Le sommaire ci-dessous est présenté dans la langue de la demande soumis par les demandeurs du concours SCR-CALA.

Diabetes, a chronic disease characterized by high levels of blood sugar, once was a disease that began as people approached their 60s. Now diabetes is occurring in younger age groups and affects more than 300 million people worldwide and nearly two million Canadians over the age of 12. Diabetes is a chronic disease that impacts quality of life and shortens life expectancy by triggering devastating health complications.

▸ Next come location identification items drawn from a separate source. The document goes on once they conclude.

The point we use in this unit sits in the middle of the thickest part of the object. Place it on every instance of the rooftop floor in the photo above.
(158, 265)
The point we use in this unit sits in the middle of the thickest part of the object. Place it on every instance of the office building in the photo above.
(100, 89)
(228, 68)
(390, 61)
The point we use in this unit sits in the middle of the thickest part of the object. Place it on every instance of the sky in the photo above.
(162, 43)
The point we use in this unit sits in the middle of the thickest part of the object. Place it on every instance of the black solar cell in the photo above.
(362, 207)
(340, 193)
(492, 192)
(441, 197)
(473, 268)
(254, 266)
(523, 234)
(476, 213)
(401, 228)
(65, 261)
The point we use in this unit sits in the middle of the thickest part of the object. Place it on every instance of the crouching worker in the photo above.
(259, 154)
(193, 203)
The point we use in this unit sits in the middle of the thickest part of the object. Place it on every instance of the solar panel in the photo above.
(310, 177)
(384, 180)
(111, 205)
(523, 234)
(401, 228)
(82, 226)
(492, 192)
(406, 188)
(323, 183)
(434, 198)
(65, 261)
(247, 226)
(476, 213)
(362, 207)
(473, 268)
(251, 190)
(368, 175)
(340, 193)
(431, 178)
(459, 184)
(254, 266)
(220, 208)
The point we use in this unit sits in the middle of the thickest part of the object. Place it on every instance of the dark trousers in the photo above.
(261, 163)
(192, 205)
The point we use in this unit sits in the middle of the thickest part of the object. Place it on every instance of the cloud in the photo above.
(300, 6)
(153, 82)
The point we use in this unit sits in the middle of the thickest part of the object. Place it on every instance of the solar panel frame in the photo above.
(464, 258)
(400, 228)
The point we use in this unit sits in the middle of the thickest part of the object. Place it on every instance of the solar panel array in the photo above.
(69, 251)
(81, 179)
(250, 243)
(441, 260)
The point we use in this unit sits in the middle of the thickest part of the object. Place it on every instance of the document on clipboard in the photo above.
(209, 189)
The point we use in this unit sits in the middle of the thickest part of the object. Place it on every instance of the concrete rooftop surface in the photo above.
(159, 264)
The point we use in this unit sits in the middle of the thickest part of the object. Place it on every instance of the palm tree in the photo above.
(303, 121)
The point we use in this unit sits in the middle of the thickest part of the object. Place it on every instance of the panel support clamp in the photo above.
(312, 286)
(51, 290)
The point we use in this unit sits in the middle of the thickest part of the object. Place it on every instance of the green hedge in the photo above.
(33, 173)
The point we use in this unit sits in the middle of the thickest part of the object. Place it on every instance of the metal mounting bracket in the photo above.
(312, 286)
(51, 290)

Chronic hyperglycemia has been associated with cognitive impairment and brain structural changes, and epidemiologic studies suggest an important correlation between type II diabetes and the progression of Alzheimer’s disease. Even though Alzheimer’s disease can only be influenced to a limited extent, optimal treatment of diabetes may have also a positive effect on Alzheimer’s disease. Thus, understanding the mechanisms involved in the deleterious effects of hyperglycemia in the brain becomes a critical issue, such as the study of common intracellular pathways that can lead from diabetes to Alzheimer’s disease.

Therefore, the objective of this proposal is to understand mechanisms that underlie neuronal impairment during elevated glucose conditions, including regulation of axonal transport dynamics, changes in protein localization, modulation of neurotransmitter receptors and synaptic transmission. We will particularly concentrate in the Receptor for Advanced Glycation End-products (RAGE), which has been identified at the centre of the pathological scenario developed in both diabetes and Alzheimer’s disease. The ultimate goal of this project is to contribute to a better understanding of pathological processes that affect the central nervous system in order to identify new therapeutic strategies for the treatment of neurodegenerative disorders.